Authors: Siyu Teng, Xuemin Hu, Peng Deng, Bai Li, Yuchen Li, Yunfeng Ai, Dongsheng Yang, Lingxi Li, Zhe Xuanyuan, Fenghua Zhu, Long Chen
Presentation by: Bassel Succar
Time of Presentation: 27th March 2025
Blog post by: Aleksandar Avdalovic
Link to Paper:
https://arxiv.org/abs/2303.09824v4This paper reviews and compares current motion planning methods for autonomous driving. It discusses two main approaches: the pipeline planning method, which is modular and easy to interpret but depends on manual rules and can be resource heavy, and the end-to-end planning method, which uses deep learning for a unified solution yet struggles with explainability. The paper covers key techniques such as global route planning, local behavior/trajectory planning, imitation learning, reinforcement learning, and parallel learning. It also highlights the advantages and challenges of each approach, and offers insights into future research directions for building more robust, safe, and efficient autonomous driving systems.
Intelligent Vehicles (IVs) hold great promise for reducing accidents, easing traffic congestion, and making urban travel more convenient. Although there are successful test programs, broader deployment still faces challenges due to safety and reliability concerns.
IVs rely on multiple sensors to perceive the world, yet detecting and responding to complex real-world situations remains a hurdle.
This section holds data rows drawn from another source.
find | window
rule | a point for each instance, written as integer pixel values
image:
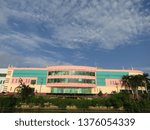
(33, 82)
(2, 75)
(7, 80)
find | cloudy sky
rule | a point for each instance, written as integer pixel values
(105, 33)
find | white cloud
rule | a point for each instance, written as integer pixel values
(108, 23)
(70, 24)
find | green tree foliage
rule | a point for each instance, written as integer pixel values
(26, 92)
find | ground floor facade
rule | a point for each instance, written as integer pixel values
(67, 79)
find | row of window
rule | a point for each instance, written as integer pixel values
(70, 80)
(2, 75)
(26, 81)
(71, 73)
(2, 81)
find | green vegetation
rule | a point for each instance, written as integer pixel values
(117, 102)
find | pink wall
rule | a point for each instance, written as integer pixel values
(70, 85)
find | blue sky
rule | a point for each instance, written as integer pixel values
(105, 33)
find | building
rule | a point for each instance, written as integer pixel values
(3, 73)
(67, 79)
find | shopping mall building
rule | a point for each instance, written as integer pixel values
(67, 79)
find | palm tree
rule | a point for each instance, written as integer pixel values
(125, 82)
(145, 81)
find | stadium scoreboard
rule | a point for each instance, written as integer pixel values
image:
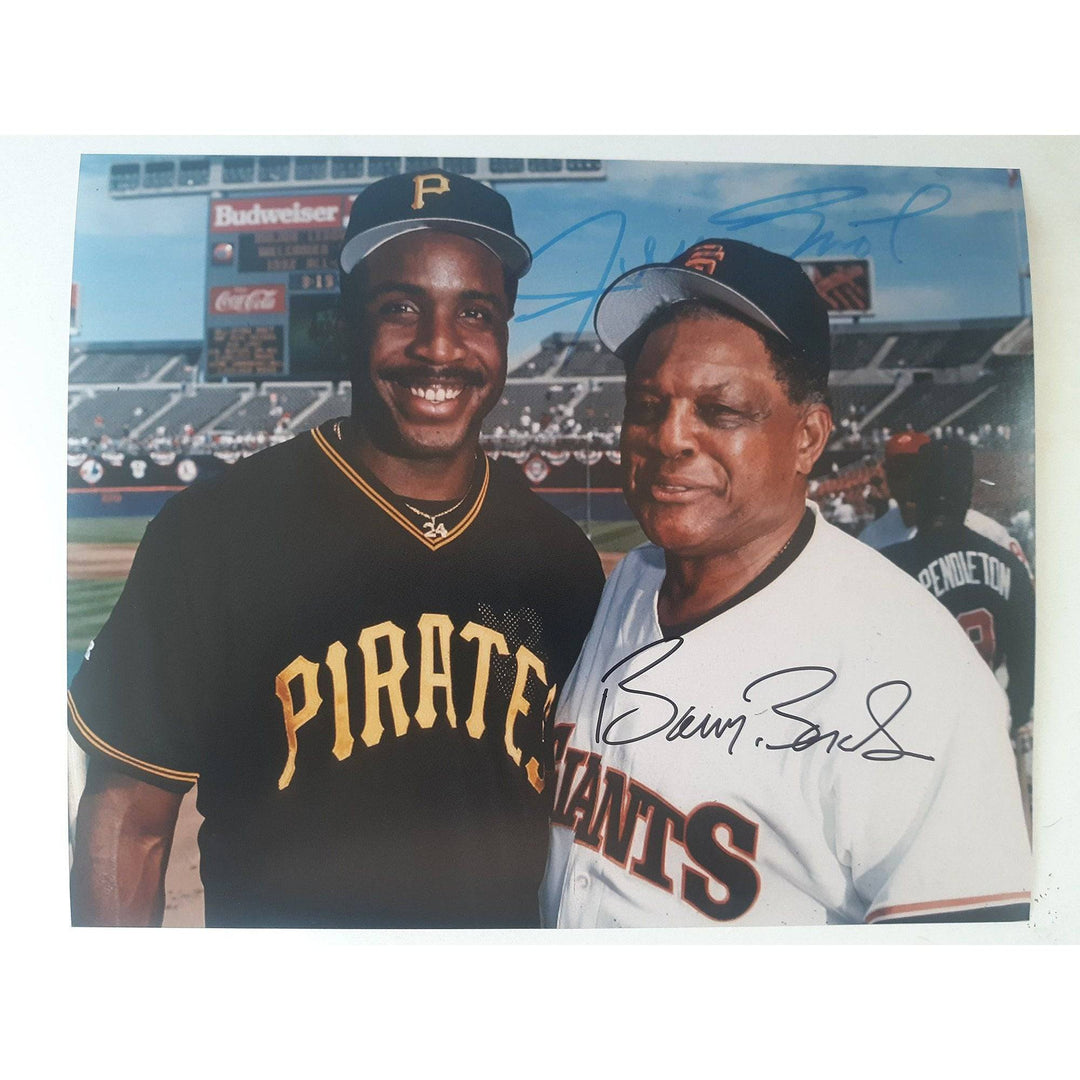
(273, 285)
(274, 234)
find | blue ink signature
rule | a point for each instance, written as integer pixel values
(808, 204)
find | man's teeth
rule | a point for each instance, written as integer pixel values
(435, 393)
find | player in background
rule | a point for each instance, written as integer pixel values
(769, 724)
(986, 588)
(351, 640)
(899, 522)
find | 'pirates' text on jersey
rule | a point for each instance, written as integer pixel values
(362, 705)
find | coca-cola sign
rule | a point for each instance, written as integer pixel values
(251, 215)
(246, 299)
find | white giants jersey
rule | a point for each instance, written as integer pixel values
(890, 528)
(828, 748)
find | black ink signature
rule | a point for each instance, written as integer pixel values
(655, 713)
(808, 203)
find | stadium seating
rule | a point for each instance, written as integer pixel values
(273, 406)
(129, 365)
(976, 375)
(336, 403)
(116, 413)
(198, 408)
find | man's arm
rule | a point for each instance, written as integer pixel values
(123, 836)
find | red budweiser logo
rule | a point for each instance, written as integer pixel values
(246, 299)
(251, 215)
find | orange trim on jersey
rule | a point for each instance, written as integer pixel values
(1000, 898)
(323, 443)
(157, 770)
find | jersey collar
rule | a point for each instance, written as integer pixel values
(370, 488)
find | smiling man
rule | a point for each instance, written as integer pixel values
(767, 725)
(353, 640)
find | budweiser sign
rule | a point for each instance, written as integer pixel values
(246, 299)
(248, 215)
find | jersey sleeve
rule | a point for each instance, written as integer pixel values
(942, 838)
(1020, 648)
(140, 698)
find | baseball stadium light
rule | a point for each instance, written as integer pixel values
(235, 174)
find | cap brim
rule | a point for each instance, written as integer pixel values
(635, 297)
(509, 250)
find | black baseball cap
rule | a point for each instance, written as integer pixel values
(944, 476)
(769, 289)
(433, 200)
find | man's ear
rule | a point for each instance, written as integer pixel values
(813, 434)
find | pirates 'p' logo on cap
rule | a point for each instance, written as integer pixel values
(703, 257)
(428, 184)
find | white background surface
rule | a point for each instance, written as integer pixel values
(213, 1002)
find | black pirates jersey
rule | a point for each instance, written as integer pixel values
(989, 592)
(363, 706)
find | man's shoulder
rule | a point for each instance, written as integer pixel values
(520, 507)
(869, 582)
(887, 529)
(986, 526)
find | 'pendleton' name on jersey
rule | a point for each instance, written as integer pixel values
(818, 752)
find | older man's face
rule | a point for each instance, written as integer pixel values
(714, 453)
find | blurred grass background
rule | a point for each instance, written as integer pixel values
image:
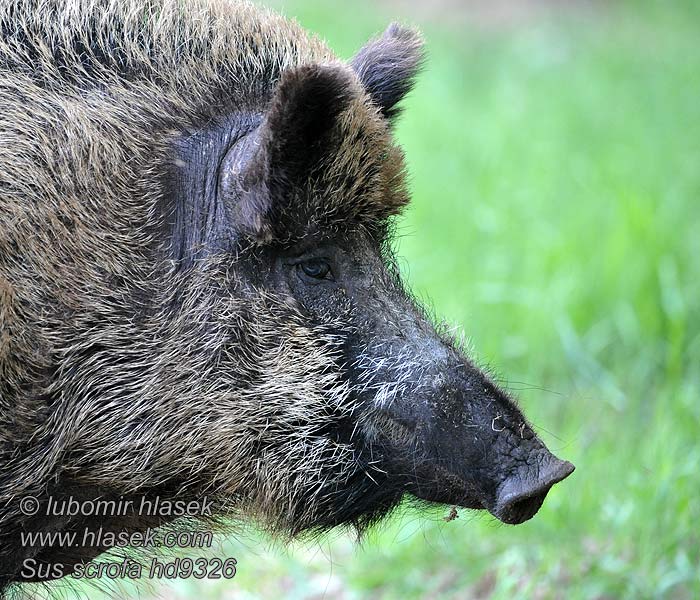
(554, 152)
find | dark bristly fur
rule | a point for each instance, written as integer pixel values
(197, 292)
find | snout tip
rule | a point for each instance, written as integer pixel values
(520, 497)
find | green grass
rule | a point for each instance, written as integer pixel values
(555, 167)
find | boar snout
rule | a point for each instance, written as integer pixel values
(520, 496)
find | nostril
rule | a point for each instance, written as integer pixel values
(519, 510)
(519, 498)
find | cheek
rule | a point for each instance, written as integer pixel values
(324, 303)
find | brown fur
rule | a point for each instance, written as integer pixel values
(101, 400)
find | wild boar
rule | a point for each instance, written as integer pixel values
(198, 294)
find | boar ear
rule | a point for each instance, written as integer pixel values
(388, 65)
(263, 171)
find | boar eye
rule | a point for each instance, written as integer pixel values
(316, 269)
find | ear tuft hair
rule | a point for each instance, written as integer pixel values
(291, 142)
(387, 66)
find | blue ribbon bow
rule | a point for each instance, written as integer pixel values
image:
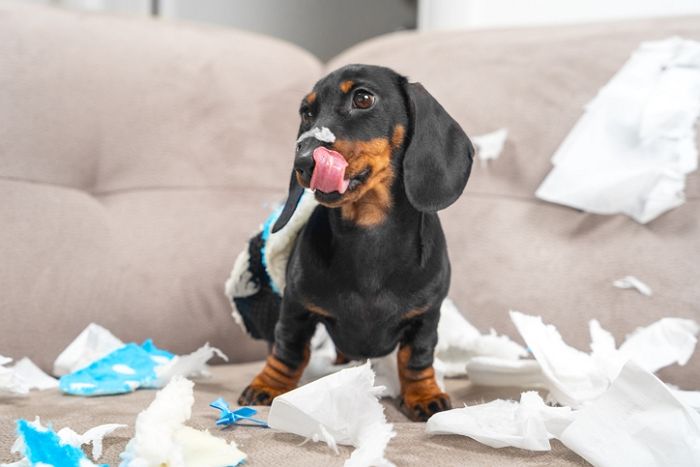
(229, 417)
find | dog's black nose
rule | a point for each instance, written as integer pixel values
(304, 165)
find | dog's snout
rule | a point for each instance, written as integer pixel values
(304, 165)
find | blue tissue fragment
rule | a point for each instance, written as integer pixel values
(123, 370)
(229, 417)
(45, 446)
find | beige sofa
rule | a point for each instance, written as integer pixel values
(129, 158)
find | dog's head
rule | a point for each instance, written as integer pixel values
(363, 127)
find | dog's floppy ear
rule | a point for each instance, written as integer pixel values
(438, 159)
(295, 192)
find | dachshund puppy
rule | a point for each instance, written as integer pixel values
(382, 157)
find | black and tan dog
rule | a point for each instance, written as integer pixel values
(371, 263)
Overcoming these obstacles requires developing robust, adaptive planning methods that can handle diverse scenarios and ensure safe autonomous driving.
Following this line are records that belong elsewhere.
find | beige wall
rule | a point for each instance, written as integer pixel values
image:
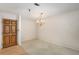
(62, 30)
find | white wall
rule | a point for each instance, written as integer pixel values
(62, 30)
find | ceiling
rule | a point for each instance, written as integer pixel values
(47, 8)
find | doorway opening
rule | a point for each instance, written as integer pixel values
(9, 33)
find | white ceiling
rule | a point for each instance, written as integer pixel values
(47, 8)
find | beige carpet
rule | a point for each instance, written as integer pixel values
(14, 50)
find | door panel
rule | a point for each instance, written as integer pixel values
(6, 41)
(9, 33)
(6, 29)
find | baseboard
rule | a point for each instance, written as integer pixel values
(61, 45)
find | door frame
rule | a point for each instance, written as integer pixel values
(18, 18)
(10, 23)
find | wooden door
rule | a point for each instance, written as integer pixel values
(9, 33)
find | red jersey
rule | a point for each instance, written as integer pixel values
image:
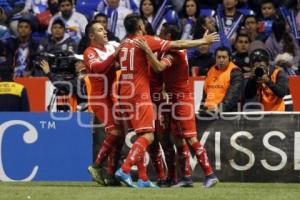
(177, 75)
(100, 68)
(135, 68)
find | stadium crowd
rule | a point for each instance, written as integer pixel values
(255, 47)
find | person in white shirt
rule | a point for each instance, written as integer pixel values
(116, 15)
(75, 22)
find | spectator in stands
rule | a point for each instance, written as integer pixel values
(13, 96)
(207, 23)
(132, 5)
(267, 84)
(190, 14)
(103, 20)
(240, 56)
(268, 14)
(148, 9)
(116, 15)
(285, 61)
(251, 27)
(57, 43)
(75, 22)
(281, 41)
(201, 61)
(3, 52)
(21, 50)
(45, 16)
(223, 84)
(31, 9)
(11, 11)
(228, 19)
(4, 29)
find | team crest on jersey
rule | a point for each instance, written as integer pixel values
(91, 55)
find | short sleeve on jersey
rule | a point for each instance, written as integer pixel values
(157, 44)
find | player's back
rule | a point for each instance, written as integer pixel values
(101, 83)
(176, 77)
(135, 77)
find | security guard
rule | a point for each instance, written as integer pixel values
(13, 96)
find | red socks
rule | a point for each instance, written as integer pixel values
(107, 146)
(202, 158)
(114, 157)
(142, 168)
(135, 154)
(184, 160)
(157, 160)
(171, 161)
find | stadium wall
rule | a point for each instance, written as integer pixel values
(242, 147)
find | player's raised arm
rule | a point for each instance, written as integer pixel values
(184, 44)
(157, 65)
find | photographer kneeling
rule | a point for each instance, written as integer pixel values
(267, 84)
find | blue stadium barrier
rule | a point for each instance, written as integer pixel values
(45, 146)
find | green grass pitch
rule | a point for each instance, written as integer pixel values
(90, 190)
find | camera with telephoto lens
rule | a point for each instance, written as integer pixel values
(259, 72)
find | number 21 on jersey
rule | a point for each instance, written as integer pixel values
(126, 59)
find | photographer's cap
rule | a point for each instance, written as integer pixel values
(259, 55)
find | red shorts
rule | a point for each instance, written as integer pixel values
(163, 117)
(103, 110)
(138, 115)
(183, 118)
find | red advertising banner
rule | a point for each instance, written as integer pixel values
(36, 88)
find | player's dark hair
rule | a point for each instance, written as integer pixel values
(60, 22)
(89, 27)
(173, 30)
(131, 23)
(100, 15)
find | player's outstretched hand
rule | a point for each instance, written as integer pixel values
(117, 50)
(209, 38)
(45, 66)
(141, 43)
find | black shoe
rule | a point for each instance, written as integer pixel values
(165, 183)
(186, 181)
(111, 180)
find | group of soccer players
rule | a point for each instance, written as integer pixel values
(153, 86)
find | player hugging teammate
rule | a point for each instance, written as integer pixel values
(144, 75)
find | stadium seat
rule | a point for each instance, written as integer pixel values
(207, 12)
(86, 7)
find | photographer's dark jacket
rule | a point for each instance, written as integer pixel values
(223, 88)
(271, 93)
(13, 44)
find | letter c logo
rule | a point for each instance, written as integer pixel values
(29, 137)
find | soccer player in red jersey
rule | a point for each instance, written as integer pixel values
(135, 100)
(175, 62)
(99, 59)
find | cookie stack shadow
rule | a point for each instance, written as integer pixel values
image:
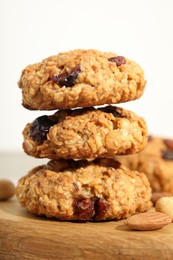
(82, 181)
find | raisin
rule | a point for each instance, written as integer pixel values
(84, 208)
(150, 138)
(113, 111)
(167, 155)
(169, 144)
(101, 207)
(119, 60)
(40, 128)
(67, 78)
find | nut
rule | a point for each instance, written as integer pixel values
(165, 205)
(148, 221)
(158, 195)
(7, 189)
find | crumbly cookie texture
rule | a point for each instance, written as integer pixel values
(85, 134)
(156, 161)
(79, 190)
(81, 78)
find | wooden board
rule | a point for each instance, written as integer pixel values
(24, 236)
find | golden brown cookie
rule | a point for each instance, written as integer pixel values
(156, 161)
(84, 191)
(85, 133)
(81, 78)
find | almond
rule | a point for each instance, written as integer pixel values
(157, 195)
(165, 205)
(148, 221)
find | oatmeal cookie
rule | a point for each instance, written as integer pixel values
(79, 190)
(81, 78)
(85, 134)
(156, 161)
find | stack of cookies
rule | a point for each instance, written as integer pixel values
(82, 181)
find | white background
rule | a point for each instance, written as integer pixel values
(35, 29)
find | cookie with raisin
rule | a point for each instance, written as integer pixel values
(84, 191)
(81, 78)
(85, 134)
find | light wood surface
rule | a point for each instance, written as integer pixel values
(24, 236)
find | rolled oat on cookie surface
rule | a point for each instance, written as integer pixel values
(85, 134)
(84, 191)
(81, 78)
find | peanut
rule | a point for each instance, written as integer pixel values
(165, 205)
(157, 195)
(7, 189)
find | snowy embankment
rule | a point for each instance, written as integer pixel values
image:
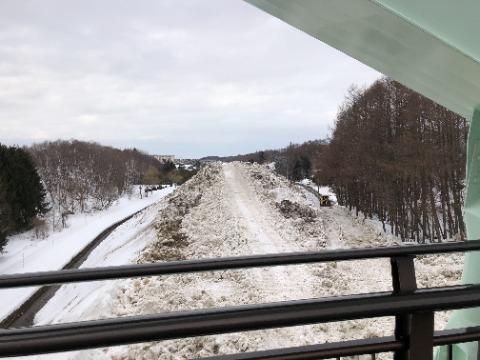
(25, 253)
(229, 210)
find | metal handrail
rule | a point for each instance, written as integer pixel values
(228, 263)
(405, 302)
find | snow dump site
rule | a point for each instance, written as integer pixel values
(240, 209)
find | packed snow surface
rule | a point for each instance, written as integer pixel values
(26, 253)
(230, 210)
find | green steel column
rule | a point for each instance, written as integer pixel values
(471, 269)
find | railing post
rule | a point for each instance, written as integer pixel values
(416, 330)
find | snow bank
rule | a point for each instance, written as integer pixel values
(235, 209)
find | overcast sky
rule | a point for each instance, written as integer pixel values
(185, 77)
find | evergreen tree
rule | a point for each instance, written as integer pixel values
(22, 194)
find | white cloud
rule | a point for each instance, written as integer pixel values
(186, 77)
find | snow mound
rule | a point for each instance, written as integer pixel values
(234, 209)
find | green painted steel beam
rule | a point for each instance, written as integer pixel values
(430, 46)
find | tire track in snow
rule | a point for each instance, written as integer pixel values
(259, 221)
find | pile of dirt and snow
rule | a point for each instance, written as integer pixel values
(241, 209)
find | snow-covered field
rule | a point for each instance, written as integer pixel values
(229, 210)
(25, 253)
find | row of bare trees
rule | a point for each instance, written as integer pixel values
(81, 176)
(400, 157)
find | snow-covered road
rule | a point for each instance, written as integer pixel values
(229, 210)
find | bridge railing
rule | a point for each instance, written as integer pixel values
(414, 336)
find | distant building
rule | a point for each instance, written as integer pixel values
(165, 158)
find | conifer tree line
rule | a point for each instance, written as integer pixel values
(22, 195)
(400, 157)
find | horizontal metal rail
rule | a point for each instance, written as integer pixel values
(126, 330)
(351, 347)
(190, 266)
This slide highlights two major motion planning strategies for autonomous driving:
In short, pipeline methods make it easier to pinpoint errors in specific modules, while end-to-end solutions can adapt more flexibly to complex tasks but may lack clear explanations for their decisions.
Pipeline planning is widely used in industry because it divides the autonomous driving process into separate modules—perception, localization, planning, and control. Each module tackles a specific sub-problem, which makes the system more transparent and easier to troubleshoot.
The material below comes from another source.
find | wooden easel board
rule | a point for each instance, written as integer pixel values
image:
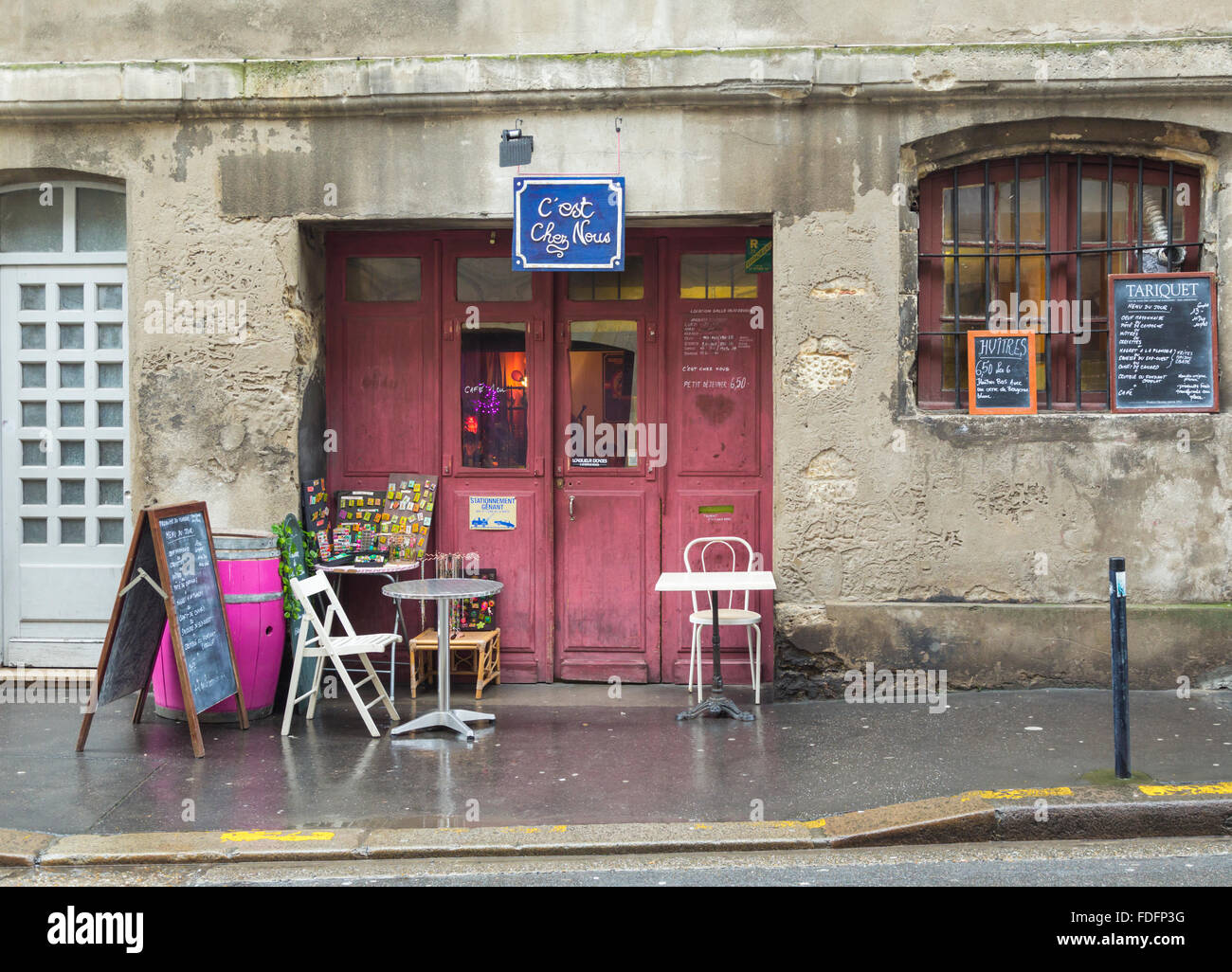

For instance, a global route planner provides a high-level path, and a local trajectory planner calculates a detailed set of waypoints for the vehicle to follow. Although this modular design allows for targeted improvements in each sub-module, it can also become complex, since each module relies on the accuracy of the others.
Global route planning is all about finding the most efficient path from a starting point to a destination in a complex network that may include millions of edges and nodes. This process seeks to identify a road-level route that minimizes costs such as travel time, while also taking into account factors like computational time, preprocessing needs, memory usage, and overall robustness. Two key algorithms play a central role here: Dijkstra’s Algorithm, which was one of the first methods to guarantee a minimal-cost route, and the A* Algorithm, which uses heuristic techniques to quickly narrow down the search space. These approaches form the backbone of modern intelligent transportation systems by significantly enhancing route efficiency.
The output of this planning function should be a full trajectory rather than just a path. A trajectory explicitly accounts for how the vehicle moves over time and interacts with other traffic participants. If we only focus on a path, we might ignore the timing of events like merging or overtaking, which can lead to unsafe or inefficient maneuvers.
To handle this properly, we generally define the planning problem in mathematical terms, making sure the vehicle follows physical constraints, stays within drivable areas, and respects surrounding traffic. This approach helps ensure that the resulting motions are both feasible and safe.
A common way to formalize this task is by minimizing a cost function over a certain time horizon. This cost function often balances multiple factors such as safety, comfort, efficiency, and adherence to road rules. We denote the vehicle’s state by z(t) and its control inputs by u(t), with the goal of finding z(t) and u(t) that minimize the overall cost while satisfying constraints like collision avoidance, velocity limits, and final target conditions.
By carefully designing this cost function and the associated constraints, trajectory planning methods can produce smooth, collision-free maneuvers that meet the requirements of real-world driving scenarios.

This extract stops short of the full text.